3: THE OLDER WRITER HAS NOTHING NEW TO SAY. I’ve been told that many times. I can’t give a long answer to tell you how wrong that is. All I’ll say is that’s true – for some older writers, and for a lot of younger writers, too. People may stop having things to say at 25 as well as 55. Sometimes you stop having things to say for a year or two while you regroup. It happens all the time. People have spurts of creativity. They may go dry for awhile and then come back better than ever. Don’t make a blanket statement.

And, finally, it may not be the editor’s fault at all:

4: THE WRITER/ARTIST SIMPLY HAS LOST IT. They’ve slowed down.
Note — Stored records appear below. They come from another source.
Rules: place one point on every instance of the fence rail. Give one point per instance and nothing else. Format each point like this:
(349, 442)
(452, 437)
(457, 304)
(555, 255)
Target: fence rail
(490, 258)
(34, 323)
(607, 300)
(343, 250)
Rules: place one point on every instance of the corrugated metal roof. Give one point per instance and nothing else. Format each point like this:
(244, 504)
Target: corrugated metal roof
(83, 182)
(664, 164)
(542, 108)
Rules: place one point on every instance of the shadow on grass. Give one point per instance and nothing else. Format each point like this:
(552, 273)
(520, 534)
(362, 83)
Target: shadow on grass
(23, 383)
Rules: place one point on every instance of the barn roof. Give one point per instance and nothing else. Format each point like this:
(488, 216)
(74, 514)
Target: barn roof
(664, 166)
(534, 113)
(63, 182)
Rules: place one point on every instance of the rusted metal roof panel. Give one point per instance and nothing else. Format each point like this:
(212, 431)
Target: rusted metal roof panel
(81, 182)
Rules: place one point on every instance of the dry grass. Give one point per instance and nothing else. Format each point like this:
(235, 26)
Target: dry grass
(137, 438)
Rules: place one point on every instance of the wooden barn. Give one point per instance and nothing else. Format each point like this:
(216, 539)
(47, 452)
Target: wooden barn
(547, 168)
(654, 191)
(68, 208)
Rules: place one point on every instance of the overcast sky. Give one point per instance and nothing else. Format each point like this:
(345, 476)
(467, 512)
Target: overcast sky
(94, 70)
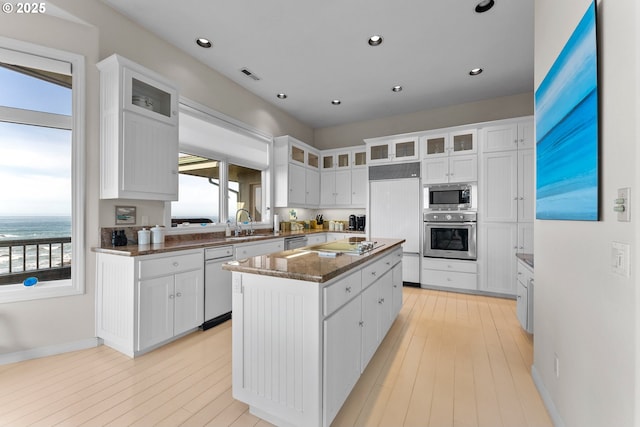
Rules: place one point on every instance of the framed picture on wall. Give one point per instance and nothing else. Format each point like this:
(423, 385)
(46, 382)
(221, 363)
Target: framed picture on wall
(566, 114)
(125, 215)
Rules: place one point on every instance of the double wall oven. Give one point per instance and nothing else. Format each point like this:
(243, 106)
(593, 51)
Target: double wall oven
(450, 223)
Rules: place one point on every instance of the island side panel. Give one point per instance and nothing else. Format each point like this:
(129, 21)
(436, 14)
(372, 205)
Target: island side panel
(277, 348)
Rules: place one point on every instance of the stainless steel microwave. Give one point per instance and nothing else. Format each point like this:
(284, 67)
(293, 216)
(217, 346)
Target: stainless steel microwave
(449, 197)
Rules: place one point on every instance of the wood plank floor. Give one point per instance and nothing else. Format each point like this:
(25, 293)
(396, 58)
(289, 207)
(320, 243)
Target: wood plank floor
(448, 360)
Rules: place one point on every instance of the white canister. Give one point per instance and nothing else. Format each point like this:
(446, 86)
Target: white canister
(144, 237)
(157, 234)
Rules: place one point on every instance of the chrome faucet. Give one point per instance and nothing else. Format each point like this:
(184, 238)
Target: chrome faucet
(239, 227)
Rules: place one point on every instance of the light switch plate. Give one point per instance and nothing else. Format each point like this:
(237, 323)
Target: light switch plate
(620, 258)
(624, 194)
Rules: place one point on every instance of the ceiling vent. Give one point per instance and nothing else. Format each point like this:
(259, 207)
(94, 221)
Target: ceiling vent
(248, 73)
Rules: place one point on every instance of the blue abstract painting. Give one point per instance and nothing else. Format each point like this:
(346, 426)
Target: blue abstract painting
(566, 115)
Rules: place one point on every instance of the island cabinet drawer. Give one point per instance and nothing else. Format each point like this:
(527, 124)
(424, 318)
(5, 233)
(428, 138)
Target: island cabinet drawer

They don’t care any more. They know they’re so good they don’t want to be told what to do. These are the guys who don’t realize the wheel turns and they are no longer the superstar they once were. To you I say, lose the arrogance. Don’t assume because you once were #1 you still are, because you aren’t. I read some writer’s work these days and am blown away because their craft level and stories are so damn good. As a writer or artist you need to keep learning, changing and adapting.

That’s it for this week. See you in seven.